Conscious that its mainstay motorcycle sales were slowing as rising German prosperity in the 1950s encouraged buyers to aspire to the greater comfort and status of four wheels, BMW began combing Europe for solutions. Count Rivolta in Italy was happy to provide the answer in the shape of his egglike Isetta bubble car, which BMW re-engined with its single-cylinder 250cc four-stroke from the R25 bike rated at 9 kW (12 hp) at 5800 rpm.
With Italian Isetta sales being hurt by the new Fiat 500, Rivolta was keen to sell BMW the tooling too. It proved to be money well spent, for the Isetta was an instant hit, selling strongly through to 1958 and providing BMW with its best showroom performer to date. Intelligent updates, including a bigger engine and sliding side windows, kept the Isetta fresh, but by the turn of the decade, the bubble car’s days were over and it bowed out gracefully in the knowledge it had helped keep BMW afloat through tough times.
The first generation, which was produced from 1955 to 1957 is known as the ‘Bubble Window’. The BMW-made microcars differed from the Italian model in that its headlamps were fixed separately to the sides of the bodywork and it carried the BMW badge below the windscreen.

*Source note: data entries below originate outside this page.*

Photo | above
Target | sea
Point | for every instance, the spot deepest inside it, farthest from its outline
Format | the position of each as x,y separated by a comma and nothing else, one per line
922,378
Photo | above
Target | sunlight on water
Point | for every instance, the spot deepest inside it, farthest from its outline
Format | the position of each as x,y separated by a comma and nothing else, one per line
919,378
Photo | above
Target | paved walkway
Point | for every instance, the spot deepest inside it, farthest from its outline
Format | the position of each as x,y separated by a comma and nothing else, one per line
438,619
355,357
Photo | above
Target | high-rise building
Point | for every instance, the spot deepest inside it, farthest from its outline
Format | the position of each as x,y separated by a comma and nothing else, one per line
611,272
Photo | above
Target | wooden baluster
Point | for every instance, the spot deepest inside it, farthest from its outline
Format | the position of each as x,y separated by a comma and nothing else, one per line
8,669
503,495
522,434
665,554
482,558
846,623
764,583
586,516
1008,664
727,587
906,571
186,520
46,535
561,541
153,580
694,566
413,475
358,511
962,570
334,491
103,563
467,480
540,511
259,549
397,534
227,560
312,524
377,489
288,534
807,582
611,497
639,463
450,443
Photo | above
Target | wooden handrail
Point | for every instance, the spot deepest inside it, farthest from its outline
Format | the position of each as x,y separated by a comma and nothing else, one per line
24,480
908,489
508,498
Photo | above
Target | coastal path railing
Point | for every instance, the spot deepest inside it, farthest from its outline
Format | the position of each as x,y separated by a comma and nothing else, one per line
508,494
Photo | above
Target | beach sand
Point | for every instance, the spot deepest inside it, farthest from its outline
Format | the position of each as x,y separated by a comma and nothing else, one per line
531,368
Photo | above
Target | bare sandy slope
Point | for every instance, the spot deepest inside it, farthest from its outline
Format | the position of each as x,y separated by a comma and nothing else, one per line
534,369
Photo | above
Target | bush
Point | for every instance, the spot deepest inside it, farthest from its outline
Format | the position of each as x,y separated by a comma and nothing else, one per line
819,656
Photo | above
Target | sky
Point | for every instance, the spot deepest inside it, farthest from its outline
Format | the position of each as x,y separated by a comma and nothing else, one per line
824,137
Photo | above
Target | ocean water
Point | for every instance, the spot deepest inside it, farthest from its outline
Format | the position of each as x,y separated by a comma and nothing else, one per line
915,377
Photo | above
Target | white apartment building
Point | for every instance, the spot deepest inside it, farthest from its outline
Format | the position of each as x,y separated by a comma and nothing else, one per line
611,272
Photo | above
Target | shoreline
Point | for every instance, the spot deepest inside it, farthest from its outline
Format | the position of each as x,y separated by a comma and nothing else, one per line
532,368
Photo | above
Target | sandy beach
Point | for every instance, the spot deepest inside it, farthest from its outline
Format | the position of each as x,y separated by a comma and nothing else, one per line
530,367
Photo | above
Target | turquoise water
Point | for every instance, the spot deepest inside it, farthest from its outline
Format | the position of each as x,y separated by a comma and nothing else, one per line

In 1956, the government of the Federal Republic of Germany changed the regulations for motor vehicles. Class IV licenses issued from that time onward could only be used to operate small motorcycles and could no longer be used to operate motor vehicles with a capacity of less than 250 cc. At the same time, the maximum capacity allowed for the Isetta’s tax category was 300 cc. So BMW introduced updated Isetta 300 with a 298 cc 13 hp single-cylinder engine. Later this year the bubble windows were replaced by longer, sliding side windows.